Die Fahrt war übrigens ein Erlebnis für sich, Hergen fuhr zu dem Zeitpunkt noch einen Trabbi.
Besonders schön finde ich an dieser Art von "Urlaub" die Eingebundenheit in die Natur. Das Tarp einfach mit selbst zurechtgestutzten Stöcken flach über eine Bodensenke gespannt, und man sieht aus 20-30 Metern Entfernung schon fast nicht mehr, daß da jemand sein Lager aufgeschlagen hat; als Kontrastprogramm zu den üblichen Halligalli-Campern am Schluchsee, mit Kühlbox, Radio und Steilwandzelt...
Hier eine Warung:
Probiert niemals, in der Wildnis Kartoffelklösse zu machen! Es ist eine Riesensauerei! Die Dinger waren dann so eklig, daß wir sie irgendwann liegengelassen haben und am nächsten Morgen in Alufolie direkt ins Lagerfeuer geschmissen haben. Nachdem sie gut durchgebrutzelt waren, gings einigermaßen. Das ist übrigens auf dem letzten Bild zu sehen.
Noch eine nette Begebenheit am Morgen: Hergen macht Tee. Und nachdem er aufgegossen ist und bereits von ihm angetrunken (ich hatte noch nichts), stellen wir fest, daß im Tee wohl einige kleine Maden einen schnellen, plötzlichen und schmerzvollen Hitze-Ertrinkungstod gestorben sind! Immerhin hatten wir den Anstand, die Maden aus dem Tee zu entfernen, bevor wir ihn zu Ende getrunken haben!


Hergen im Bundeswehr-Schlafsack in den frühen Morgenstunden in unserem genialen Tarp.

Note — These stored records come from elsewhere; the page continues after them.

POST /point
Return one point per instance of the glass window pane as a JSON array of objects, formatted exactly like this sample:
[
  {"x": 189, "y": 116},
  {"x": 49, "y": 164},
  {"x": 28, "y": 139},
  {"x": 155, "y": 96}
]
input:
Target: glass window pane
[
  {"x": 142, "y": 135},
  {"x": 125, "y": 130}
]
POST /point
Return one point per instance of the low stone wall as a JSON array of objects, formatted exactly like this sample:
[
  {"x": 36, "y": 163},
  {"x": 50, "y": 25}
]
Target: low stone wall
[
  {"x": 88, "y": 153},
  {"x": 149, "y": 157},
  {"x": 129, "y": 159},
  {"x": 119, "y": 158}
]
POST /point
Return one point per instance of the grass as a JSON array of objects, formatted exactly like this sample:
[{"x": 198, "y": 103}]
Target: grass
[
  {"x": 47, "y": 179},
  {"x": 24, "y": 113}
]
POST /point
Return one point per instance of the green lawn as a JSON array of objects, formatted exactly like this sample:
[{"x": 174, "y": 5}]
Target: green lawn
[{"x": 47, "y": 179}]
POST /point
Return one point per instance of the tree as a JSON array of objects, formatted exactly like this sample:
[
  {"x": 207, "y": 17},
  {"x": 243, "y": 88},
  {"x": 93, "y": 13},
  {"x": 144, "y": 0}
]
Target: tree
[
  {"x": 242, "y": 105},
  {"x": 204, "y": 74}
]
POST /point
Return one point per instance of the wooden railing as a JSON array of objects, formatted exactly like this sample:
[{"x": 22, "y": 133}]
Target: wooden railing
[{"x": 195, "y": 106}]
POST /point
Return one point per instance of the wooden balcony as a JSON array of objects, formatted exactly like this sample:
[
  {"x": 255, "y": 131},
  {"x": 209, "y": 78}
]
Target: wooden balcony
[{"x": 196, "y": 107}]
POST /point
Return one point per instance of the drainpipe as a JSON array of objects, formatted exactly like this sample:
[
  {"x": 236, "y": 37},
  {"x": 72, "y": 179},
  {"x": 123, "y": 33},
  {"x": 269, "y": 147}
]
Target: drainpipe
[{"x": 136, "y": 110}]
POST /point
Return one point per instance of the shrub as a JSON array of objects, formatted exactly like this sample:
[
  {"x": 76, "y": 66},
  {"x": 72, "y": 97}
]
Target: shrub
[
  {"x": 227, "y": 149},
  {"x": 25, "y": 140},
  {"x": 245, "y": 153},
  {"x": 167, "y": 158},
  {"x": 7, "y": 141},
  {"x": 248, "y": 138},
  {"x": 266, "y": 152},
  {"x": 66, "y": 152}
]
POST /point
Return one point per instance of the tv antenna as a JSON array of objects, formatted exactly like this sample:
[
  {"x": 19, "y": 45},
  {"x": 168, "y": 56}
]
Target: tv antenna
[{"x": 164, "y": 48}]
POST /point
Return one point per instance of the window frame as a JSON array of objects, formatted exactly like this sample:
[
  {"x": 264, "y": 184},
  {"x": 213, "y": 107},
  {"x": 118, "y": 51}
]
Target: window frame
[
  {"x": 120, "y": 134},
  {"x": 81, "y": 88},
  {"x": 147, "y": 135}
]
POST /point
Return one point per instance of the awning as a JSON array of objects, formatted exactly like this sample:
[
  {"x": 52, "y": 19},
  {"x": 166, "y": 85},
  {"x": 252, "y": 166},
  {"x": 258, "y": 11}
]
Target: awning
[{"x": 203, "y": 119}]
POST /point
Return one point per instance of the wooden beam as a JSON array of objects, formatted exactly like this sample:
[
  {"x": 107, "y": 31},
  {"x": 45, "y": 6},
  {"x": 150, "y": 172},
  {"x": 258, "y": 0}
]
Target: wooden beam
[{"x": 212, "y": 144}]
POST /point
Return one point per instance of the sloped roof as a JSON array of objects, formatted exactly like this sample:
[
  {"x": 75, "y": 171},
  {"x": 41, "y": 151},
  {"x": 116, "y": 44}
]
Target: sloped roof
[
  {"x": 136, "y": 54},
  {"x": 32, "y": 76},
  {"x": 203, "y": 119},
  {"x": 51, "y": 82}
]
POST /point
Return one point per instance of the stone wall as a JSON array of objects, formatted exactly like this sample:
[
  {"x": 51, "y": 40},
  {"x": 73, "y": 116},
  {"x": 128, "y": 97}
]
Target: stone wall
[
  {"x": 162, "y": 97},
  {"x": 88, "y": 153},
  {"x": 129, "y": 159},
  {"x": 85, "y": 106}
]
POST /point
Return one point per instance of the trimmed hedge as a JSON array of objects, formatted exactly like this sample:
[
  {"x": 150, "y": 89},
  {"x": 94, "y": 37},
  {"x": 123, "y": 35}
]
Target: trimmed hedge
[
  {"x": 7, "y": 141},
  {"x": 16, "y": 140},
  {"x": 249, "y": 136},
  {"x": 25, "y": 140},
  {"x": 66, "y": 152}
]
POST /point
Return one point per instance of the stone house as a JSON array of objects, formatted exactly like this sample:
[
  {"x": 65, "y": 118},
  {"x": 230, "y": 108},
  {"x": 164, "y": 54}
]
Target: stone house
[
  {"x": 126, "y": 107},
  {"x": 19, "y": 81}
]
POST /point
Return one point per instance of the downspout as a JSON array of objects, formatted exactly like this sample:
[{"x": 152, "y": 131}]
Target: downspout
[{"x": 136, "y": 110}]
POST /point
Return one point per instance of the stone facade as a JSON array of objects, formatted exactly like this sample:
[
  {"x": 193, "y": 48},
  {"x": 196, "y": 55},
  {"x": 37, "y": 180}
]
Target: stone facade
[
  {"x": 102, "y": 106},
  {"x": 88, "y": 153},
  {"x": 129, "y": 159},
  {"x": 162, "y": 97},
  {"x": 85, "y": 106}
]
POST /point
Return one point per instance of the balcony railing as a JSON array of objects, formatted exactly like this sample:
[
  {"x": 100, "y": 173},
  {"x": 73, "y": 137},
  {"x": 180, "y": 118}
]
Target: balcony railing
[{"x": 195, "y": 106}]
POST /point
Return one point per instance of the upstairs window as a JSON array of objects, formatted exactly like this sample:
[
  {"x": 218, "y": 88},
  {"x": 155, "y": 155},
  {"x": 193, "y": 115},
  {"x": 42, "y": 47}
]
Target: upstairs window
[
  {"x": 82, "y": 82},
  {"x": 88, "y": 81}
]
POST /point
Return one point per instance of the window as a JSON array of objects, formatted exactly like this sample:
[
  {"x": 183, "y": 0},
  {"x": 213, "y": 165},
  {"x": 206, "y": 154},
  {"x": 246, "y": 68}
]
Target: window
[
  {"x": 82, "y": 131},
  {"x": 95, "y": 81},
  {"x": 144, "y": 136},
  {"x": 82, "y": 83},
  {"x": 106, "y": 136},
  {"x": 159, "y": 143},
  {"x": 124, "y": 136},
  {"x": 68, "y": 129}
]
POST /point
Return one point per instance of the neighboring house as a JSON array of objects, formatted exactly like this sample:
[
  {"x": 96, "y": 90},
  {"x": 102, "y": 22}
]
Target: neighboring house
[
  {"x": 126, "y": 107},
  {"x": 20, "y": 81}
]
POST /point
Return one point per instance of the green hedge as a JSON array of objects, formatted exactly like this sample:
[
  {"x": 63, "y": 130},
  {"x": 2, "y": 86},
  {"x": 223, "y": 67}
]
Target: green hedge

Leider etwas hohe Kontraste
Icke beim interessanten Frühstücks-Experiment, Bundeswehr-Hartkekse in Früchtetee eingeweicht zu essen.
Man beachte die Mords-Fototasche!
Hergen beim Versuch, die Kartoffelklösse in Alufolie zu verzehren. Es schien ihm sogar zu schmecken!